There’s a field in one of our data sets that rarely sees much play, being driven primarily by only the most extreme combination of overvaluation, overbullish sentiment, and overbought conditions we’ve identified across history. It’s one of a variety of such syndromes we track, and I’ve simply labeled it “Bubble,” because with a single exception, this extreme variant has only emerged just before the worst market collapses in the past century. Prior to the advance of recent years, the list of these instances was: August 1929, the week of the market peak; August 1972, after which the S&P 500 would advance about 7% by year-end, and then drop by half; August 1987, the week of the market peak; March 2000, the week of the market peak; and July 2007, within a few points of the final peak in the S&P 500, with a secondary signal in October 2007, the week of that final market peak.

The advancing segment of the current market cycle was different in its response to historic speculative extremes. Air-pockets, panics and crashes had regularly followed these and lesser “overvalued, overbought, overbullish” extremes in every previous market cycle, and our reliance on that fact became our Achilles Heel during the advancing half of this one. In an experiment that will ultimately have disastrous consequences, the Federal Reserve’s policy of quantitative easing intentionally encouraged yield-seeking speculation in this cycle far beyond the point where these warning signals emerged.

In other cycles across history, patient adherence to a value-conscious, historically-informed investment discipline was rewarded, if occasionally after some delay. In the advancing portion of this cycle, Ben Bernanke’s blind, stubborn recklessness made patient adherence to a value-conscious, historically-informed investment discipline itself indistinguishable from blind, stubborn recklessness. In mid-2014, we adapted our own investment discipline to address this challenge (see the “Box” in The Next Big Short for the full narrative). While lesser overvalued, overbought, overbullish syndromes in 2010 and 2011 were followed by significant market losses, the pattern changed once the Fed drove short-term interest rates to single basis points. In the face of these near-zero interest rates, one had to wait for market internals to deteriorate explicitly (indicating a shift toward risk-aversion among investors) before adopting a hard-negative market outlook.

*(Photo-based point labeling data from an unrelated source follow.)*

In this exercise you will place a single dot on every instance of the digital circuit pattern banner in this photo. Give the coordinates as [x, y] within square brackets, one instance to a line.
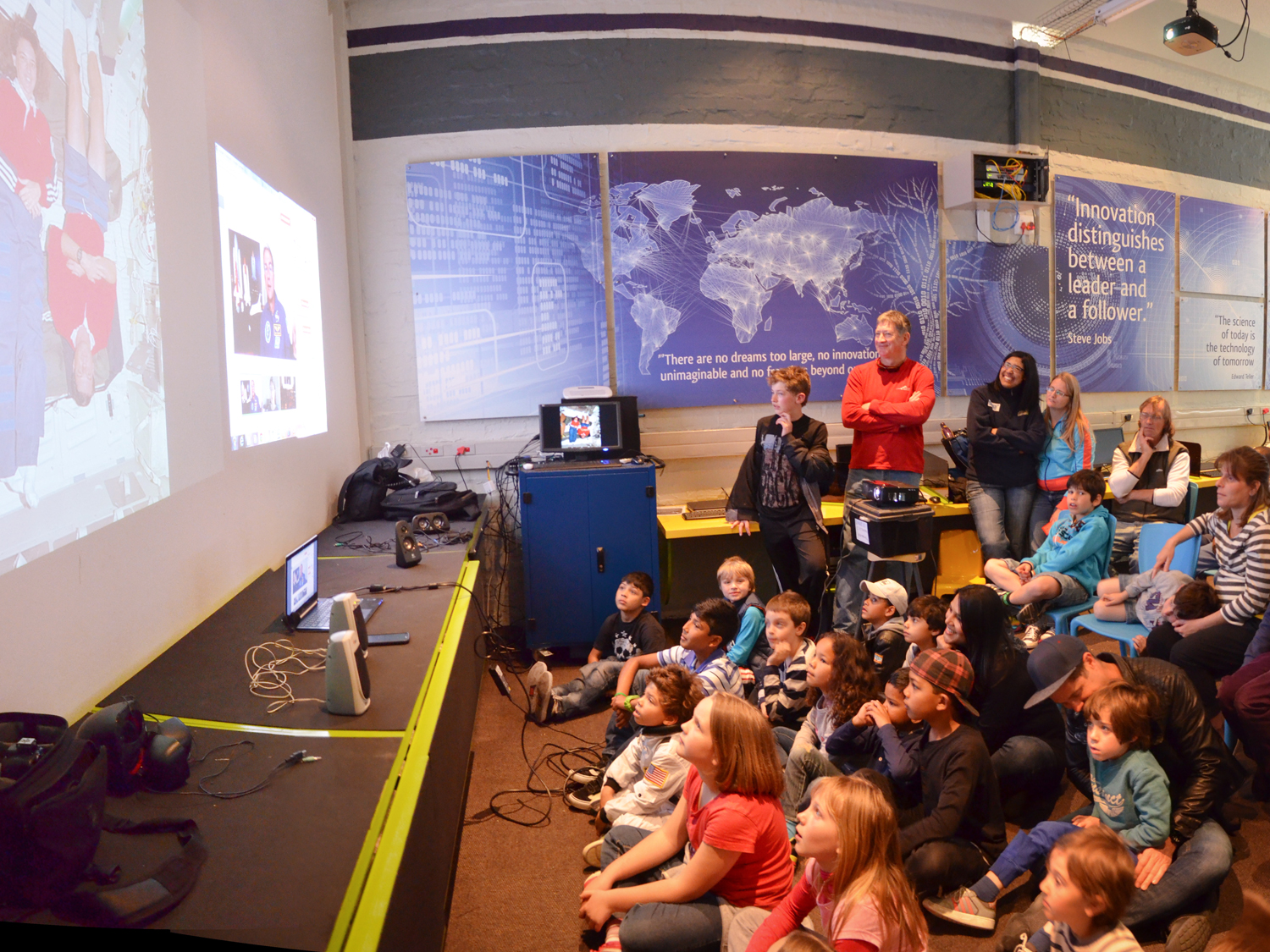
[1221, 248]
[1114, 274]
[997, 302]
[729, 264]
[1219, 344]
[507, 276]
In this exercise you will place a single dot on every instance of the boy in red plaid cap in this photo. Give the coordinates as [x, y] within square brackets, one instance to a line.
[962, 830]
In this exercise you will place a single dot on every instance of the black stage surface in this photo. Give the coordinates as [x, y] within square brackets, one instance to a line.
[203, 675]
[279, 861]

In a series of signals between late-2013 and the beginning of 2014, that rare “Bubble” signal emerged again. This time, however, it was accompanied by quantitative easing, a Treasury bill yield averaging just 0.03%, and uniform market internals across a broad range of individual stocks, industries, sectors, and security types (when investors are inclined to speculate, they tend to be indiscriminate about it). The S&P 500 retreated, but by just 3%, followed by an advance for several more months until market internals deteriorated early in the second-half of 2014. Since then, the broad market has essentially gone sideways, though capitalization-weighted indices such as the S&P 500 have recently clawed to new highs on enthusiasm about negative interest rates abroad (which I believe actually reflect fresh deterioration in global economic conditions across Britain, Europe, Japan, and China).

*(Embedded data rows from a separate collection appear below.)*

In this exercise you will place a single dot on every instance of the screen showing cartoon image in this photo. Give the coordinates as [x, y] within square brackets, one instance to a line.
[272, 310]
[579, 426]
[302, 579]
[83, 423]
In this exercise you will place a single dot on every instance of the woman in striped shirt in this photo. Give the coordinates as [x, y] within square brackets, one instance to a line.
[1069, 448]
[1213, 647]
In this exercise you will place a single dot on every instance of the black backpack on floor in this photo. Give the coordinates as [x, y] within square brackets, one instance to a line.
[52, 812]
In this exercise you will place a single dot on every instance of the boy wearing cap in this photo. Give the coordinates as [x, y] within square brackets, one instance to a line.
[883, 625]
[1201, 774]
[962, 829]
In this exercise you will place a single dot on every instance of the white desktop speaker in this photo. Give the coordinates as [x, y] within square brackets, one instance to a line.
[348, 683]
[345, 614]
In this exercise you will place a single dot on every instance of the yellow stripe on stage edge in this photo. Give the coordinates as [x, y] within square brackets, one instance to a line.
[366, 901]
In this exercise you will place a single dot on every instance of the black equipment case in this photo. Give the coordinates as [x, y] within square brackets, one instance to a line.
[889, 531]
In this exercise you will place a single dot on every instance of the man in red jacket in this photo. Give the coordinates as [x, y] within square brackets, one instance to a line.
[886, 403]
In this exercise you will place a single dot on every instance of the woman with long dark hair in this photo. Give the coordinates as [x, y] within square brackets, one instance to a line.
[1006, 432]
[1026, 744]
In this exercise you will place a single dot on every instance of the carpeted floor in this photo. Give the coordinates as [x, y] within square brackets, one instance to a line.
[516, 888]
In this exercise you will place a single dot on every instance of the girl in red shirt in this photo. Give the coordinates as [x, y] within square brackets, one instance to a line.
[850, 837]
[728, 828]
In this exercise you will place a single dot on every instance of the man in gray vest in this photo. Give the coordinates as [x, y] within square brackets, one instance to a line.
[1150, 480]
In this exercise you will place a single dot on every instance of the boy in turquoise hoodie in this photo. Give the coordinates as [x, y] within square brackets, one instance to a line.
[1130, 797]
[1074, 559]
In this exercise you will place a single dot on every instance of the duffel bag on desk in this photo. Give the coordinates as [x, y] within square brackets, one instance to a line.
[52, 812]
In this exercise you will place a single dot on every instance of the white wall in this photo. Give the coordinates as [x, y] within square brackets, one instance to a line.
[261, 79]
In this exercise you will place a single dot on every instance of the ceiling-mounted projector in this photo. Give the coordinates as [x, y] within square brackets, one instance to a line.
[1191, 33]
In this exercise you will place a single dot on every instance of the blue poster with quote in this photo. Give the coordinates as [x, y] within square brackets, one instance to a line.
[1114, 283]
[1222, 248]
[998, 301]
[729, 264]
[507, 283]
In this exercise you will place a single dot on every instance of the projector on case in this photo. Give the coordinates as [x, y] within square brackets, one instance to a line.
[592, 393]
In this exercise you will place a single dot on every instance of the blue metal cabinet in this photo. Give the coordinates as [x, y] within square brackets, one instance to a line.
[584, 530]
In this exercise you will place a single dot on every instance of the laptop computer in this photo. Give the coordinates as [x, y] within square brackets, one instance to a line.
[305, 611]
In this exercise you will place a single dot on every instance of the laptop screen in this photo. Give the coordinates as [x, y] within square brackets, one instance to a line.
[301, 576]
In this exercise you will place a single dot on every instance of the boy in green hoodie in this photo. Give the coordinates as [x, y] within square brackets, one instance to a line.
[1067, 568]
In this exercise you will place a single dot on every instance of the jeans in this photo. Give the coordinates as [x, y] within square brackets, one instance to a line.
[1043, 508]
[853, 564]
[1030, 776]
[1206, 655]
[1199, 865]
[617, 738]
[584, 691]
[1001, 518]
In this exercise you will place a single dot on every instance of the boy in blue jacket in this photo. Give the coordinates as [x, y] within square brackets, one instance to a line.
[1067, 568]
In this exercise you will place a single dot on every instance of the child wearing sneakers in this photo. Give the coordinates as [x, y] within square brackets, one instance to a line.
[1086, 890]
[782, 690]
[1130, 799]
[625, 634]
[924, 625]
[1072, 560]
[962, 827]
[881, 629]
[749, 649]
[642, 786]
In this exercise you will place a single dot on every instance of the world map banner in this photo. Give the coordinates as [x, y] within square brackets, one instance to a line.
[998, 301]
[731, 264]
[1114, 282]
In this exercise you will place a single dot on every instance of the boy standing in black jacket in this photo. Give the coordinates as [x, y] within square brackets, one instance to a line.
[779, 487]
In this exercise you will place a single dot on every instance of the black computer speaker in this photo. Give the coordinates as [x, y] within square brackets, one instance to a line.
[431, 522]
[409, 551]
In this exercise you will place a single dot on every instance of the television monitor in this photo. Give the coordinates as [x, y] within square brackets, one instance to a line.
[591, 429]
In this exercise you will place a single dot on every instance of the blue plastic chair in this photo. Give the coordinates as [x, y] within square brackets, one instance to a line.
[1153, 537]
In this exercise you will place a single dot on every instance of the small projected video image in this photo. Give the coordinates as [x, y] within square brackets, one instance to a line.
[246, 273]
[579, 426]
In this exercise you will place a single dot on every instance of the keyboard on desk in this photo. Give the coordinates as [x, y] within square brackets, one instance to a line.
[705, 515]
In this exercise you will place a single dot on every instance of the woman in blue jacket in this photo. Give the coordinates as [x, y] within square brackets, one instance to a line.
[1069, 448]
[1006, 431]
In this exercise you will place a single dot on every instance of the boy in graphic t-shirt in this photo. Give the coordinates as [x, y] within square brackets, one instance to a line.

Last week, market conditions joined the same tiny handful of extremes that defined the 1929, 1972, 1987, 2000 and 2007 market peaks. Still, the false signal near the start of 2014 (and lesser extremes before then), helpless in the face of single basis-point Treasury bill yields and uniform market internals, encourages a certain level of humility and flexibility.

It’s clear that at least between late-2011 to mid-2014, the Fed engineered an environment that disrupted the typical response to extreme and previously reliable warning signs. In 2010 and 2011, lesser overvalued, overbought, overbullish extremes were followed by significant market losses, even though Treasury bill yields were only in the range of 10-15 basis points. In contrast, between late-2011 and mid-2014, T-bill yields averaged less than 5 basis points, and the majority of the intervening market gains overlapped the roughly one-third of that span when our present, adapted measures would encourage a constructive outlook (largely on the basis of favorable market internals). Currently, Treasury bill yields are about 30 basis points (higher than in 2010 and 2011), and while certain trend-following measures are favorable here, our overall evaluation of market internals is still mixed. Put simply, the mitigating factors are weaker here, but it’s not entirely clear what happens next.

As Pauline Boss and Pema Chodron have both observed in different contexts, the only way to find peace in the face of ambiguity is the willingness to hold two diametrically opposed ideas in your mind at the same time:

First, regardless of short-term speculation, the present yield-seeking speculative extreme is likely to be seen in hindsight as one of the three most reckless financial bubbles in U.S. history, on par with the 1929 and 2000 extremes. The present market cycle is likely to be completed by a collapse where a wholly run-of-the-mill outcome would be a decline of 40-55% in the S&P 500 Index. On the basis of valuation measures most tightly related to actual subsequent long-term market returns, we also estimate that the S&P 500 is likely to be lower12 years from now, compared with current levels, though dividend income may push the total return just over zero on that horizon. We view all of these outcomes as unavoidably baked-in-the-cake as a consequence of current extremes.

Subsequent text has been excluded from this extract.